英文:
How can I get the name of a seller on a specific website using golang?
问题
我正在使用Go语言编写一个网络爬虫。给定一个特定的网页,我试图获取卖家的姓名,该姓名位于右上角(在这个示例中,在这个olx网站上,您可以看到卖家的姓名是Ionut)。当我运行下面的代码时,它应该将姓名写入index.csv文件,但是该文件是空的。我认为问题出在HTML解析器上,尽管在我看来它看起来没问题。
package main
import (
"encoding/csv"
"fmt"
"log"
"os"
"path/filepath"
"github.com/gocolly/colly"
)
func main() {
//设置存储收集数据的文件
fName := filepath.Join("D:\\", "go projects", "cwst go", "CWST-GO", "target folder", "index.csv")
file, err := os.Create(fName)
if err != nil {
log.Fatalf("Could not create file, error: %q", err)
}
defer file.Close()
//写入收集数据的写入器
writer := csv.NewWriter(file)
//在文件写入后,将缓冲区中的内容写入写入器,然后传递给文件
defer writer.Flush()
//收集器
c := colly.NewCollector(
colly.AllowedDomains("https://www.olx.ro/"),
)
//HTML解析器
c.OnHTML(".css-1fp4ipz", func(e *colly.HTMLElement) { //包含所需信息的div类
writer.Write([]string{
e.ChildText("h4"), //信息的特定标签
})
})
fmt.Printf("Scraping page: ")
c.Visit("https://www.olx.ro/d/oferta/bmw-xdrixe-seria-7-2020-71000-tva-IDgp7iN.html")

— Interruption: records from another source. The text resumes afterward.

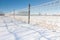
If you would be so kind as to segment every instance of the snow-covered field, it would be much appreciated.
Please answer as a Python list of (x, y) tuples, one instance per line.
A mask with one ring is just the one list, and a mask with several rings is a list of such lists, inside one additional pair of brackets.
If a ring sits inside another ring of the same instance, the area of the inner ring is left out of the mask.
[(60, 32), (0, 16), (0, 40), (60, 40)]
[[(19, 21), (23, 21), (25, 23), (28, 22), (27, 16), (15, 16), (15, 19)], [(43, 28), (60, 31), (60, 16), (31, 16), (30, 24), (42, 26)]]

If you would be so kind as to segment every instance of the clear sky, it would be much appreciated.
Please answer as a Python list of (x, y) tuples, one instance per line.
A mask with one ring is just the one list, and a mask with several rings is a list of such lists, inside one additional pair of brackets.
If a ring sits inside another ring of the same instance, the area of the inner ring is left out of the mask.
[(11, 11), (26, 8), (30, 3), (31, 6), (40, 5), (52, 0), (0, 0), (0, 11)]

log.Printf("\n\nScraping Complete\n\n")
log.Println(c)
}
英文:
I'm making a web scraper in go. Given a specific web page, I'm trying to get the name of the seller which is placed in the top right corner (in this example on this olx site you can see the name of the seller is Ionut). When I run the down below code, it should write the name in the index.csv file, but the file is empty. I think the problem is at the HTML parser, though it looks fine to me.
package main
import (
"encoding/csv"
"fmt"
"log"
"os"
"path/filepath"
"github.com/gocolly/colly"
)
func main() {
//setting up the file where we store collected data
fName := filepath.Join("D:\\", "go projects", "cwst go", "CWST-GO", "target folder", "index.csv")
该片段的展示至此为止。